Sunday, August 25, 2013

Blogoversary #5 and Going Strong!

Thank you, dear relatives and readers, for following along on the genealogical journey I've been documenting here for the past five years. And thank you to the many dozens of Geneabloggers whose posts and comments have encouraged and inspired me to try new things, like the ancestor landing pages just below my masthead and using Facebook for genealogy.

Some of the high points since Blogoversary #4: 
  • Being "found" by Philly Cuz, a second cousin from my Schwartz side. She's been kind enough to share photos and stories. Quite a trip down memory lane on both sides, and of course, an in-person visit is in our future. Thank you!
  • Finally seeing the all-important McClure book to confirm the Scots-Irish connection. And while at Allen County Public Library, locating more records of the McClure fam in Adams County books on the open shelves. Thank you to ACPL staff and volunteers! 
  • Teaming up with a long-time Bentley researcher to try to fill in the blanks on William Tyler Bentley's life and family. We have a ways to go but have been making progress together. And it's wonderful to have connected with an actual Bentley cousin (hi Elizabeth) who's tracing her tree also. Thank you all!
  • Being "found" by the son of a woman who sailed across the Atlantic with my Auntie Dorothy Schwartz, the WAC, on the oceanliner that defied the German subs. I never would have known about the magazine article describing that tense ocean crossing if not for him. Thank you!
  • Scanning and indexing 31 years of notes and historians' reports from meetings of the Farkas Family Tree, my maternal grandma's family. One fabulous cousin retyped many barely readable documents for this project, and a number of cousins very patiently answered questions about who's who, so we can get this book into shape for the next generation to browse and keep (I hope!). Thank you!
Now for some of the big questions I'm still trying to answer:
  • Are any descendants of Paula Schwartz and her daughter, Viola, still alive? Answered...Yes! I'm now in touch with these cousins! (updated 2022)
  • Where oh where in Ireland do hubby's ancestors hail from? Yes, I'm talking about you, SmithShehen, and Larimer ancestors. Stop hiding in plain sight!
  • Where did the Steiners and Rineharts come from in the Old World? Thanks to the kindness of FindaGrave volunteers who've photographed graves and clarified family connections on our behalf, we expect to make progress. 
  • Where in Lithuania did Isaac Burk/Birk come from and who else was in his family (parents and siblings)?
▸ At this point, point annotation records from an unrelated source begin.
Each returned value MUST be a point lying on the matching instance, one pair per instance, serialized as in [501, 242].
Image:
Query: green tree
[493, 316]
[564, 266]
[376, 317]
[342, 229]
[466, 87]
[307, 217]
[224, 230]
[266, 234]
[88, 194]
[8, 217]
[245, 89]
Updated 2022: Their birthplace was Gargzdai.

Thursday, August 25, 2011

Thankful Thursday: Blogiversary and Cousin Bait


How time flies--just three years ago, I began writing this genealogy blog. My first entry was about great-grandpa Meyer Mahler.

One of the most exciting genealogical events of the past three years has been meeting my 2d cousin Lois and her family. Lois found me through this blog! 

I'd hoped the blog would serve as cousin bait, and getting to know Lois (who also introduced me to cousin Lil) has been delightful. Lois, Lil, and I are all descended from Meyer Mahler--no wonder I'm thankful.

2022 update: Still blogging after all these years and grateful to be found by so many cousins from multiple family lines.